The movie follows Amy (Amy Everson playing a form of herself) an artist who experienced some unknown sexual trauma in the past and is now trying to reenter the world and regain her sense of self and strength thanks to the encouragement of friends. Amy’s art has recently taken on an obsession with gender forms, super heroes and costumes displaying the gender including frequently wearing costumes giving her male genitals (in the form of a large dildo) and masking out her identity. Its an oddity but feels like its something that helps her grow back into herself as she goes out with friends and on dates meeting guys that highlight the worst of their gender in various ways and only continue to affect her mentality on men and gender. That is, at least, until she meets Kenny (Kentucker Audley) it seems she finds a perfect guy for her but the films tone forebodes that everything won’t be sunny from here and it takes you pushing on to experience it all.
The cast all plays into the naturalist film style and really sells it as real life shot by an invisible documentarian and bring it to life. Everson reminds me a bit of Kat Dennings in her acting style being a bit mousey in general but able to be vocal and dynamic when called for and breathing life, humor and hurt to the screen. I can’t imagine acting out a personification of the art you make and a recreation of your life and recovery from a traumatic experience like she does but she does so with aplomb. Audley is also quite good as he has been in his previous work and reminds me how much of this similar natural tone he brought to another previous Fantastic Fest film, The Sacrament.He’s a bit awkward and sweet and plays well off the odd and sometimes uncomfortable tone Amy delivers. There’s just such a presence from Everson that is nicely buffeted by Audley that it drives the movie through that foreboding feeling.
Director and co-writer Jason Banker really deserves credit for his shooting and directing style giving the film its quirky dark energy. Banker is most well known for his 2012 film Toad Road and honestly he has a knack for thriller pacing that slowly burns and eats you up throughout the movie and challenges you to survive until the end. I am generally a fan of that in thrillers but I have to admit that applying that to a film that feels so grounded in reality was a difficult watch for me both in that sense of fear of what will happen and also because at times it can feel like its meandering. The film is well shot with some truly pretty scenes while others are just cleanly shot but overall I felt nothing was lacking there. The biggest issue I have is I felt the film didn’t deliver as much as it could on the ending as it does so much buildup and then reaches that big ending moment and its done in a few minutes when it could’ve been explored further with some of that time that felt meandering before.

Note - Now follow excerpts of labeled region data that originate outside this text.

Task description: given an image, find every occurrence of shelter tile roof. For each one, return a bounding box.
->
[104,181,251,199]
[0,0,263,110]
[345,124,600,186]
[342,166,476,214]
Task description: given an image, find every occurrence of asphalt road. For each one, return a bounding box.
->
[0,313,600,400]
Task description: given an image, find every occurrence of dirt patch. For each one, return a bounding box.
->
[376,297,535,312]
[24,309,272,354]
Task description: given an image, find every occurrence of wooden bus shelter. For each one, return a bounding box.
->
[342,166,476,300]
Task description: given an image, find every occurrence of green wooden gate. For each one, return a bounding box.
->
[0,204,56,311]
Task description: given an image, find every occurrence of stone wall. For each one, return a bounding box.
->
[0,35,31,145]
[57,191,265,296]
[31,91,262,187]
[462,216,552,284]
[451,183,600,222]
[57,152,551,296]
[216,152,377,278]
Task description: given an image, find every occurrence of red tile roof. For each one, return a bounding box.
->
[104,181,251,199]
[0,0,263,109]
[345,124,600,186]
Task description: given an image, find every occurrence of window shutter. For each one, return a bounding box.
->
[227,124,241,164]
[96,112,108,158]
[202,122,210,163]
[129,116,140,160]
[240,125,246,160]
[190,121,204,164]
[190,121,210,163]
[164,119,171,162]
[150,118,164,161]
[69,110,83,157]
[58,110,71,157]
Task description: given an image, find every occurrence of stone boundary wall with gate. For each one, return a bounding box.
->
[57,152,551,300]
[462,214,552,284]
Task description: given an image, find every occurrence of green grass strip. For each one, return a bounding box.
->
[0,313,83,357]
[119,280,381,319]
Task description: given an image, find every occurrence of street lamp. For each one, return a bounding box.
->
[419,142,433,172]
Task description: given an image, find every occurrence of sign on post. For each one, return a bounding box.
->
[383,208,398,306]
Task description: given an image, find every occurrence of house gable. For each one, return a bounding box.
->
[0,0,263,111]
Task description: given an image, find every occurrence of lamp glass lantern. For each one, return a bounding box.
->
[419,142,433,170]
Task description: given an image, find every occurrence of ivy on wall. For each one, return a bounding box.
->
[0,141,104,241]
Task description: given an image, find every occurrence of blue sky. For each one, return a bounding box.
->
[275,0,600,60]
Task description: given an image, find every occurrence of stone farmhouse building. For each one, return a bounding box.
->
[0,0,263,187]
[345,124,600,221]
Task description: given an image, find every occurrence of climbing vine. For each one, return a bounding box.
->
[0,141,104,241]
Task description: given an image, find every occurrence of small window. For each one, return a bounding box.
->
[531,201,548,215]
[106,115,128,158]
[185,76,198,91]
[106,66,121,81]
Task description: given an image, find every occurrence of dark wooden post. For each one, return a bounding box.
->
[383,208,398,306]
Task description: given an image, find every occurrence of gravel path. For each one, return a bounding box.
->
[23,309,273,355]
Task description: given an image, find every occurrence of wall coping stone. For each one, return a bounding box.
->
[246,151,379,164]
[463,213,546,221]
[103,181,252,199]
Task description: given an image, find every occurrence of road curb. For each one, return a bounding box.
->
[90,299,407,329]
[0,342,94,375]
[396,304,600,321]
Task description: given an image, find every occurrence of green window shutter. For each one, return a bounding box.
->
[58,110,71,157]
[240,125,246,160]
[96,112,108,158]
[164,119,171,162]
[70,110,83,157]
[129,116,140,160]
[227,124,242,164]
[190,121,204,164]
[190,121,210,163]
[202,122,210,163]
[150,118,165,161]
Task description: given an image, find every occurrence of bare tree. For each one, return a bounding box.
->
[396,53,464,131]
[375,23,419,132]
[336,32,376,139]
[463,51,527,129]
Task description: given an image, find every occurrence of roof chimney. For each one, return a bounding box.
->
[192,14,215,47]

Dark and challenging are honestly the best descriptors for this film overall as it can knot your stomach up from both the uncomfortable moments of reality and the strange and difficult visuals and topics presented. I can’t say its a film I personally loved as it wasn’t a style that I can get into very easily but there is nothing wrong with the film that an audience more into the naturalist style won’t like if looking for a thriller.